Le maire de Bossangoa, Pierre Denamguere, a confirmé que l’attaque visait les bases russes, qui dans des déclarations faites à « Jeune Afrique », a précisé que l’attaque a été menée vers 2h50 du matin par « un avion sans phares et que nous n’avons pas pu identifier », dont l’objectif « était l’usine de coton que les Russes et les forces armées utilisent comme base ». Contrairement à ce qu’a déclaré le gouvernement, selon le maire, « il n’y a pas eu trop de dégâts ». Bossangoa est située au nord de Bangui et à environ 150 kilomètres au sud du Tchad. Située le long de la rivière Bahr Sara, l’usine de transformation de coton, bombardée par l’avion, a longtemps abrité des forces militaires : après l’opération française Sangaris (conclue en 2016) ce fut au tour des casques bleus de la Minusca (qui comptent 350 des 2 mille soldats français d’abord en poste en RCA puis retirés) puis des Forces armées centrafricaines (FACA) et des milices « alliées » du groupe paramilitaire Wagner.

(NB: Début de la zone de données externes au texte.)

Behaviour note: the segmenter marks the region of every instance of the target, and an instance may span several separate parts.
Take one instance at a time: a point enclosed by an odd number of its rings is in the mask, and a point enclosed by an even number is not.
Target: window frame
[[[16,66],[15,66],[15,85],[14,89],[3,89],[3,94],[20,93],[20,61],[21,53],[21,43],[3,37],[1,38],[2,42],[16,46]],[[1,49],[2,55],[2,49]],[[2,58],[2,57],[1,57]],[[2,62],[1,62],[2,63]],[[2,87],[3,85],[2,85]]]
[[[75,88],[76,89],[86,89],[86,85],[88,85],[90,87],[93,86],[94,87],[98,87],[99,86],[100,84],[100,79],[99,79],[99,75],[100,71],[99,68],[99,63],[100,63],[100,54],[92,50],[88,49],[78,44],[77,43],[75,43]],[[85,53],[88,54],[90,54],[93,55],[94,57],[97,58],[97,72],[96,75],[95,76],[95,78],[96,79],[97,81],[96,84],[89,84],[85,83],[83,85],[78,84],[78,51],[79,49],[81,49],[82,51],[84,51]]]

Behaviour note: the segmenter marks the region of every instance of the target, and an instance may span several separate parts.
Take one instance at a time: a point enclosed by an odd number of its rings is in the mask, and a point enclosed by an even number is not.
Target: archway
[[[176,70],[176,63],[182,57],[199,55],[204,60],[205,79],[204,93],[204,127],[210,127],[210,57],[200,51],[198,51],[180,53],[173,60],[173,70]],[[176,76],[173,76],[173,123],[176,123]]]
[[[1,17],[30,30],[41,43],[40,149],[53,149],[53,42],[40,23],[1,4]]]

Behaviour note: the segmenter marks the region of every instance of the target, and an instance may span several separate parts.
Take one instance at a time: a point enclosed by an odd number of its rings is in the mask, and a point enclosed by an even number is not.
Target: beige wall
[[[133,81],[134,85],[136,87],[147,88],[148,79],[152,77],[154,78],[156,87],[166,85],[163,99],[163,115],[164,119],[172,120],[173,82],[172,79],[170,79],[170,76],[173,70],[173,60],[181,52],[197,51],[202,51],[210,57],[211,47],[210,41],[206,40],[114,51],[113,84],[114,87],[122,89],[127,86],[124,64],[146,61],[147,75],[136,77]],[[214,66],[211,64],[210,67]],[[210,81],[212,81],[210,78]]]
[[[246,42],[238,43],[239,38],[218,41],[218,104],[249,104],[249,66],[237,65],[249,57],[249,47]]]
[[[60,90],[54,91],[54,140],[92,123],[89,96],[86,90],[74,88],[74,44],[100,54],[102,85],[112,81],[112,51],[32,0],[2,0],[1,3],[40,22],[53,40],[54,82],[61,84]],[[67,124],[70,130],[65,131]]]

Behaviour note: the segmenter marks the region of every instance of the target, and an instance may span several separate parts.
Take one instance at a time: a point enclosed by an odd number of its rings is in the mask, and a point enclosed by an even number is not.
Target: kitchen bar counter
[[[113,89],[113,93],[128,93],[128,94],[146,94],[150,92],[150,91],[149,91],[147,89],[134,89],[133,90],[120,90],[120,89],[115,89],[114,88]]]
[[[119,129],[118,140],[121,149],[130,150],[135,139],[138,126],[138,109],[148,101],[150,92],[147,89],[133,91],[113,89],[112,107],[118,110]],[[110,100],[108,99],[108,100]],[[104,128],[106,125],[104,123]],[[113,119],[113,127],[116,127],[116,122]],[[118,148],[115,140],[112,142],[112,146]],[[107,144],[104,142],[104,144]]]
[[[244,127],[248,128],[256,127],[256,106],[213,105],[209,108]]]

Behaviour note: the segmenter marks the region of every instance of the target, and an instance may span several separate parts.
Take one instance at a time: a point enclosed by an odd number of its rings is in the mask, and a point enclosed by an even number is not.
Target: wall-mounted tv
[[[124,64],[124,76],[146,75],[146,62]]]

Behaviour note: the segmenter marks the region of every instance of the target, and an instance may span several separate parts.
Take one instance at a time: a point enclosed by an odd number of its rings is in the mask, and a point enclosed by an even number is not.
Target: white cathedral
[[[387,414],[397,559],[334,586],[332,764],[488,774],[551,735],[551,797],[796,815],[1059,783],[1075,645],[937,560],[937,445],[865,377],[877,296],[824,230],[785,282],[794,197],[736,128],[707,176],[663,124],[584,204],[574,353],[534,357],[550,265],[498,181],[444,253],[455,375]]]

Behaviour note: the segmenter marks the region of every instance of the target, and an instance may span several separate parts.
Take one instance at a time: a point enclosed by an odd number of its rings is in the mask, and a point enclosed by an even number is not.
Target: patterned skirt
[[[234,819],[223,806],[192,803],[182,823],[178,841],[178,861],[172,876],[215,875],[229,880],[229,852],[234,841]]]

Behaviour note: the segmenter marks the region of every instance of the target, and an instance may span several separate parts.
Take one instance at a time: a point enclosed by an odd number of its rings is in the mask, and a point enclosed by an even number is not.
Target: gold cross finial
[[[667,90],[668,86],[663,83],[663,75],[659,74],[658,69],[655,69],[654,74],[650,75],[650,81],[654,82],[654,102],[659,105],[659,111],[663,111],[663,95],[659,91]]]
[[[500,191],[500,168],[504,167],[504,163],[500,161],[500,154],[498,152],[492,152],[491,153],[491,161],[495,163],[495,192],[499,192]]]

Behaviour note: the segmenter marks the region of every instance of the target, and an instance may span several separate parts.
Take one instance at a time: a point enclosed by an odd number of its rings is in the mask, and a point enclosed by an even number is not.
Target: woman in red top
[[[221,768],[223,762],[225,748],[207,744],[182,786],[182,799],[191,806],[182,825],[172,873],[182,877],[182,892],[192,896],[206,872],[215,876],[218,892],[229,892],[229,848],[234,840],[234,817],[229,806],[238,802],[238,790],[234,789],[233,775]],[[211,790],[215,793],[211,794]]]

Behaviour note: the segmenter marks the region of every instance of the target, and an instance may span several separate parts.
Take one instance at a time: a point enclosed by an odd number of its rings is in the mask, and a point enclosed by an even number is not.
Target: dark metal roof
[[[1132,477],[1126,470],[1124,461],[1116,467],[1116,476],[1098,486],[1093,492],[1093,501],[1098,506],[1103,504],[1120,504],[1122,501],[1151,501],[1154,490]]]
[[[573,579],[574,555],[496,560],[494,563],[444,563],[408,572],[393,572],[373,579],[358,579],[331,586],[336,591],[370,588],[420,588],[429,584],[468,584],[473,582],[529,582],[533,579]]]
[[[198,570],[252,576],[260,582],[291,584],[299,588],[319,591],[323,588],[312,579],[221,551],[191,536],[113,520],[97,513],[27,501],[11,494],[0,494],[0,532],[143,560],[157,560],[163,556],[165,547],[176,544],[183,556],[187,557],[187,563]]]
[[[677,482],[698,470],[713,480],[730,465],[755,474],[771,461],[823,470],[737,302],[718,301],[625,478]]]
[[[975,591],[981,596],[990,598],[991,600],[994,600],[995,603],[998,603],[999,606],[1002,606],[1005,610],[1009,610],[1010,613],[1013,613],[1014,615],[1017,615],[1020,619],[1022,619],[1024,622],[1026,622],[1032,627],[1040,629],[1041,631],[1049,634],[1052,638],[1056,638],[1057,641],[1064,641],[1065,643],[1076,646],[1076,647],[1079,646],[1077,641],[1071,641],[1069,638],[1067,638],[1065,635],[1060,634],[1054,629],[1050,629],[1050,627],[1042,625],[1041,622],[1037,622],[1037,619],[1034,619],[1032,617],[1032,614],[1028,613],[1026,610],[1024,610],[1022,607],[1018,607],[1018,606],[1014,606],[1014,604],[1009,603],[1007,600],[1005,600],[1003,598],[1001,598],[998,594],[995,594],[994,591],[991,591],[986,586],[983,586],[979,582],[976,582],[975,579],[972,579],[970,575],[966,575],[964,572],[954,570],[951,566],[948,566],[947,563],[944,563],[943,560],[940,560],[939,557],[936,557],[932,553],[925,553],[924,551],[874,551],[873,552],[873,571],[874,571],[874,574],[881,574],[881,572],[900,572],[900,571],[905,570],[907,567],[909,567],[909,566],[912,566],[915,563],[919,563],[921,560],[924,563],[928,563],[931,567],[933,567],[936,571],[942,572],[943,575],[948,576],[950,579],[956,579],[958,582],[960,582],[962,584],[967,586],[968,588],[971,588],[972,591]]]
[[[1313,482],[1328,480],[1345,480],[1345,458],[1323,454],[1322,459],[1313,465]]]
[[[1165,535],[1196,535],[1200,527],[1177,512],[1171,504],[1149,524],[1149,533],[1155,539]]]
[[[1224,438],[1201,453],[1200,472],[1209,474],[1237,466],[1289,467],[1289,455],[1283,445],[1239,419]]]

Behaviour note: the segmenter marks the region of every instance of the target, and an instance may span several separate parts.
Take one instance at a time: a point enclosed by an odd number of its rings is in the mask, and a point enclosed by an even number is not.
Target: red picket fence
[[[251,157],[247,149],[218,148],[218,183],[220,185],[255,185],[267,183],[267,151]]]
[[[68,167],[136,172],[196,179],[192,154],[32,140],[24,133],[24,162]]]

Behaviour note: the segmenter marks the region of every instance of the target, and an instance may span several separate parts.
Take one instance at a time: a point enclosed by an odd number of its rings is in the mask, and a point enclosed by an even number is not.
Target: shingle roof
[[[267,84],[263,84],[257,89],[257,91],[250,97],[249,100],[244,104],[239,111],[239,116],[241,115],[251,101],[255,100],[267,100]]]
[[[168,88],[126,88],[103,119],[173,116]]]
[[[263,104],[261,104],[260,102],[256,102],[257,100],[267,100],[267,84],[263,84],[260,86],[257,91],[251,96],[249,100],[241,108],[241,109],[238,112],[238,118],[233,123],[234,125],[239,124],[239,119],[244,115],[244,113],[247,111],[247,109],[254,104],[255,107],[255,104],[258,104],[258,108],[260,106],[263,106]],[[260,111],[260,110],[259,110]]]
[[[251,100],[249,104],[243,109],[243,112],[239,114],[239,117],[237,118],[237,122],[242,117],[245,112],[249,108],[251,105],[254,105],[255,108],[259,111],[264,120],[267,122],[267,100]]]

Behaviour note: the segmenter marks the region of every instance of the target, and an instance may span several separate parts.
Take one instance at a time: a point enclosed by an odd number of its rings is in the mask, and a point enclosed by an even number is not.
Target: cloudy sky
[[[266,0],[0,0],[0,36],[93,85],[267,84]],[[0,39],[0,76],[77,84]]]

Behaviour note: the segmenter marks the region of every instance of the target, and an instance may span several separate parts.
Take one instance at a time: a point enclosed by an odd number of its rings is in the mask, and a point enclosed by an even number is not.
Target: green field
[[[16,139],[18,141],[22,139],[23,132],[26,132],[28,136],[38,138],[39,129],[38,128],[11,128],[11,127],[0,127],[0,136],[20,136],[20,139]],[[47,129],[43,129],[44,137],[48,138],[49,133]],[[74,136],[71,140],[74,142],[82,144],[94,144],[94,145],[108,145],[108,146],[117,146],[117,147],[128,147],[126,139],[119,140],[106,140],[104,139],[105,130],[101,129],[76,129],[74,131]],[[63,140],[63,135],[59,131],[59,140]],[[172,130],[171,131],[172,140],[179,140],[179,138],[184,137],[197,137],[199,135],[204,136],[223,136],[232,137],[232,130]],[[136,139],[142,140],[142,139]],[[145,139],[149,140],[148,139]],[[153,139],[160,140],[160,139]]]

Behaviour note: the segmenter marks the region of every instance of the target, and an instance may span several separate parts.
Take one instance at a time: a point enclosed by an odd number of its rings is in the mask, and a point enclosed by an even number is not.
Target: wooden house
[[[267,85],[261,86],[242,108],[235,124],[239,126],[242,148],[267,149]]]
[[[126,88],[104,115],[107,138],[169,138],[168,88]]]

Ces derniers ont notamment renforcé leur présence dans le pays depuis février 2021, date à laquelle la ville a été reprise des mains de la Coalition des patriotes pour le changement (CPC), une formation de plusieurs groupes rebelles pro-français fidèles à l’ancien président François Bozizé, qui en décembre 2020 a tenté de reprendre Bangui et de déposer le président Faustin-Archange Touadera, un allié de fer de Vladimir Poutine. Selon des sources de renseignement, les combattants de Wagner ont fait de Bossangoa une base importante pour les régions nord et ouest du pays. C’est ce dernier détail qui a alimenté les réflexions, aussi bien sur l’origine ou la fabrication de l’avion, que sur l’objectif du bombardement, dans le contexte plus large de la guerre en cours en Ukraine, où les Wagner sont recrutés en grande partie en soutien à l’armée russe. Ce qui est certain, c’est que cette attaque, pour laquelle Bangui a dénoncé la violation de l’espace aérien centrafricain, implique un avion étranger – donc « hostile » – pour la première fois depuis le début de la guerre civile, en 2013.